Supreme Court overturns ruling revoking citizenship of child born in Ireland to refugee father

High Court and Court of Appeal found in favour of Minister and refused to quash passport rejection

The Supreme Court has overturned a finding that the Irish citizenship of a child born in the State to an Afghan father, who gave false information on a refugee application, should be revoked.

The father arrived here in 2005 and was granted refugee status in 2006. The child, whose Afghan mother came to Ireland in 2012 on the basis of family reunification, was born on June 1st, 2013.

During this time, the father had travelled back to Afghanistan in September 2012 for two months. On his return, immigration officials at Dublin Airport discovered that his fingerprints matched those of a man who had been refused asylum in the UK in 2005, a year before he first came to Ireland. The father’s refugee status was revoked with effect from August 31st, 2013.

When an application was made in February 2014 for an Irish passport for the child, it was refused on the basis of the father’s previously fraudulent application for refugee status. The family continued to live in Ireland because the mother was granted refugee status in 2015, as was the child. The father has also been granted permission to remain in the State on the basis of family reunification.

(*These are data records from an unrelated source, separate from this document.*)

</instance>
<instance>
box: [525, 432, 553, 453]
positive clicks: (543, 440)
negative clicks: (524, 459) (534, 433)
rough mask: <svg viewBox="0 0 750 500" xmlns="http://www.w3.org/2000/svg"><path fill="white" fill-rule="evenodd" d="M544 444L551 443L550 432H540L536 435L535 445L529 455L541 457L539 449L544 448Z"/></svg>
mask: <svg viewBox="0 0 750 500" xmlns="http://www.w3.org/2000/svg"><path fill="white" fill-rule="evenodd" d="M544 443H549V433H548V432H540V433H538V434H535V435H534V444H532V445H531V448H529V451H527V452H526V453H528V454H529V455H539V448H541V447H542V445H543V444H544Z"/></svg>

The child, through his father, brought judicial review proceedings challenging the passport refusal.

The Minister for Foreign Affairs and Trade and the Passport Appeals Officer were respondents, with the Irish Human Rights and Equality Commission joined as an amicus curiae (friend of the court). The respondents opposed the action.

The High Court refused to quash the passport refusal decision. That was appealed to the Court of Appeal (CoA), which found that permission to remain in the State that was procured through false and misleading representations was not a declaration that was “in force”.

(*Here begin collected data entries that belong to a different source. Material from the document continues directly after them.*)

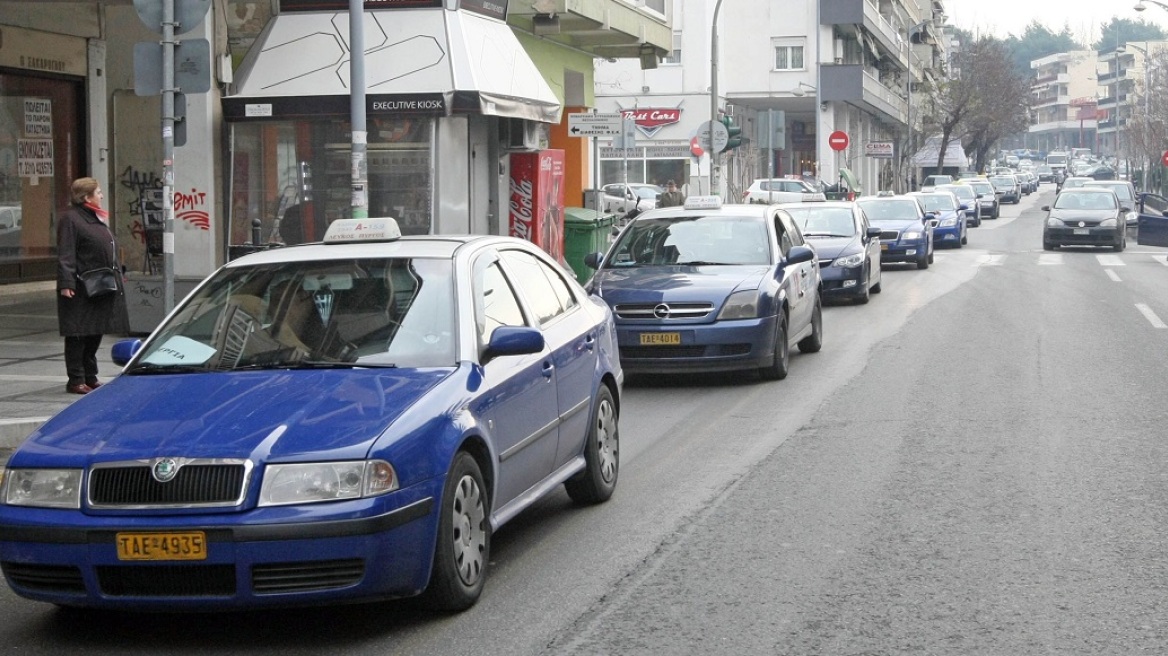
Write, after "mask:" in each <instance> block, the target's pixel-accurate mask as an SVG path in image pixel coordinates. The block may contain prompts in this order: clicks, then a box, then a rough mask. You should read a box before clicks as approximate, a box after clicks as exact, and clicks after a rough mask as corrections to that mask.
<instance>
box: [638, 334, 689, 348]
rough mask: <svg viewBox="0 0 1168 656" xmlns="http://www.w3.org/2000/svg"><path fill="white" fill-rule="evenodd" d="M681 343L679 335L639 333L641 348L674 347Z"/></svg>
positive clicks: (680, 336)
mask: <svg viewBox="0 0 1168 656" xmlns="http://www.w3.org/2000/svg"><path fill="white" fill-rule="evenodd" d="M680 343H681V333H641V346H646V347H654V346H661V344H665V346H669V344H673V346H676V344H680Z"/></svg>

It was therefore not reckonable for the purposes of deciding on citizenship under section 6A of the Nationality and Citizenship Act 1956.

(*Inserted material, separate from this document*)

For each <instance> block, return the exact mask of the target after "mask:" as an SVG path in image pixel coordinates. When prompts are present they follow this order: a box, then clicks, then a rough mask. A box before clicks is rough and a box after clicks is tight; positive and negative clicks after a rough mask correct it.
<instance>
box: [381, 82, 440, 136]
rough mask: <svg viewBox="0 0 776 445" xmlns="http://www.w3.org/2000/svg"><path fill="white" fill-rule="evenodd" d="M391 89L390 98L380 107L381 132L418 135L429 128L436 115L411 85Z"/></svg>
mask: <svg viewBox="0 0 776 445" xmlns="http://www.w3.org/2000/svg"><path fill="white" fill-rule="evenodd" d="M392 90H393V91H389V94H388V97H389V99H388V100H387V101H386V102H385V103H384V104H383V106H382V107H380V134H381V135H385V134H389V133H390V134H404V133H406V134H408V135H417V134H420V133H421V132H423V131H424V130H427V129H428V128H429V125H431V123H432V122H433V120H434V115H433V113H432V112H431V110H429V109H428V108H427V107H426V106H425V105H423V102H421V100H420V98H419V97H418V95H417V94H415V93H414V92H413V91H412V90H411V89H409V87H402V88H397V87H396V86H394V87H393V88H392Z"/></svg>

The CoA relied on the principle that “fraud unravels everything” and no benefit could therefore flow from the father’s refugee status which should never have been granted.

The father was granted a further appeal to the Supreme Court which, on Thursday, in a unanimous decision of the five judges, overturned the CoA finding.

Giving the main judgment, Ms Justice Elizabeth Dunne said, among other things, it was difficult on the face of it to argue with the CoA’s conclusion that by providing false and misleading information it would appear that the declaration of the father’s refugee status was void from the beginning.


However, she said, in order to reach that conclusion, it was necessary to ignore the fact that the Minister has discretion about whether or not she will revoke the refugee status and is only required to do so when it is considered appropriate.

Such discretion would have enabled the Minister, in an appropriate case, to consider the effect of a decision to revoke on those who “would appear to have obtained derivative rights prior to the revocation”.

Taking that language into consideration, as well as the language used in the 2004 Immigration Act regulating the presence of foreign nationals in the State, it seemed to the judge that while a declaration of refugee status is in force, and until such time as it is revoked, it must be regarded as valid.

“I simply cannot accept the view that the effect of the revocation in such circumstances is to render the declaration void ab initio [from the beginning],” she said.

In a concurring judgment, Chief Justice Donal O’Donnell said that in the absence of clear language to the contrary, statutes could not retrospectively change the legal nature of past conduct.

The revocation of refugee status took effect from the date of revocation and did not relate back to the facts leading to the revocation, he said.